Named after biographer Richard David Ellmann, the project aims to leverage Gemini to ingest search results, identify patterns in user photos, and create a chatbot capable of answering nuanced questions, essentially serving as a “Life Story Teller.”
Gemini, Google’s latest AI model, is highlighted for its multimodal capabilities, allowing it to process and understand information beyond text, encompassing images, video, and audio. It has been positioned as a powerful tool, potentially outperforming OpenAI’s GPT-4 in certain scenarios. The company plans to license Gemini through Google Cloud for various applications, extending its impact beyond internal projects like Project Ellmann.
Project Ellmann’s core idea involves large language models extracting context from biographies, previous moments, and subsequent photos, providing a deeper understanding of a user’s photo collection. The proposed technology aims to go beyond mere pixel and metadata analysis, identifying and categorizing meaningful life moments such as university years, years in a specific location, or the period of being a parent.
“We can’t answer tough questions or tell good stories without a bird’s-eye view of your life,” one description reads alongside a photo of a small boy playing with a dog in the dirt.
“We trawl through your photos, looking at their tags and locations to identify a meaningful moment,” a presentation slide reads. “When we step back and understand your life in its entirety, your overarching story becomes clear.”
The presentation said large language models could infer moments like a user’s child’s birth. “This LLM can use knowledge from higher in the tree to infer that this is Jack’s birth, and that he’s James and Gemma’s first and only child.”
“One of the reasons that an LLM is so powerful for this bird’s-eye approach, is that it’s able to take unstructured context from all different elevations across this tree, and use it to improve how it understands other regions of the tree,” a slide reads, alongside an illustration of a user’s various life “moments” and “chapters.”

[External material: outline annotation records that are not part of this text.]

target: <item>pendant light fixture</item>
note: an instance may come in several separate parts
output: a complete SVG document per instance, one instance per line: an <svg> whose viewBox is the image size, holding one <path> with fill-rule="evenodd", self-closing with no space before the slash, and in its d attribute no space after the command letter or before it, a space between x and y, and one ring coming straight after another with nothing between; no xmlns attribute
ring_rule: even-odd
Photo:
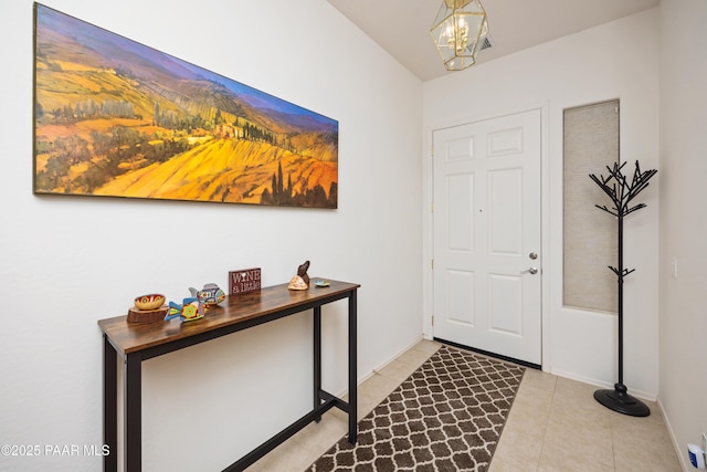
<svg viewBox="0 0 707 472"><path fill-rule="evenodd" d="M447 71L462 71L473 65L488 35L482 2L443 0L430 34Z"/></svg>

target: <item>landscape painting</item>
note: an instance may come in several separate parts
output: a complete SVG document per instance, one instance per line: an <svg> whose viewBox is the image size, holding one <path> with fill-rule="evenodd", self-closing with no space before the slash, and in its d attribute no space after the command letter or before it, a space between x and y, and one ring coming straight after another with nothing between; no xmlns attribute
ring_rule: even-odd
<svg viewBox="0 0 707 472"><path fill-rule="evenodd" d="M35 193L337 208L337 120L42 4L34 18Z"/></svg>

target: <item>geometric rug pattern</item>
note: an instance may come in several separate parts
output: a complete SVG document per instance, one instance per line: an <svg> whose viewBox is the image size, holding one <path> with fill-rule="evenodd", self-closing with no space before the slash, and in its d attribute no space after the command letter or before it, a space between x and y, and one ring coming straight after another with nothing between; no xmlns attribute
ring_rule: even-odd
<svg viewBox="0 0 707 472"><path fill-rule="evenodd" d="M442 346L307 471L484 472L524 373Z"/></svg>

Presenters gave another example of determining one user had recently been to a class reunion. “It’s exactly 10 years since he graduated and is full of faces not seen in 10 years so it’s probably a reunion,” the team inferred in its presentation.
The Ellmann system, as presented in internal documents, suggests its ability to infer complex life events, such as a user’s child’s birth, by drawing on contextual information higher up in the data tree. It envisions a holistic understanding of a user’s life, allowing for the identification of various life “moments” and “chapters.” The system would, in essence, function as a personal life narrative generator.
An interesting aspect of the presentation is the demonstration of “Ellmann Chat,” a feature where the chatbot already possesses knowledge about the user’s life. Examples include answering queries about pets, family visits, and even providing insights into the user’s interests, work, and travel plans based on data extracted from screenshots.
In the broader context, Project Ellmann is positioned within Google’s larger strategy of incorporating AI into its products. This includes Gemini, launched as the company’s most advanced AI model, and its potential integration into Google Cloud services for widespread adoption.
While Project Ellmann could contribute to the ongoing race among tech giants to offer more personalized life memories, Google emphasizes that this exploration is in its early stages. The company commits to prioritizing user privacy and safety in any potential implementation. The proposed technology aligns with trends in the tech industry, where companies like Apple also explore AI-driven features for organizing and enhancing user experiences with photos and memories.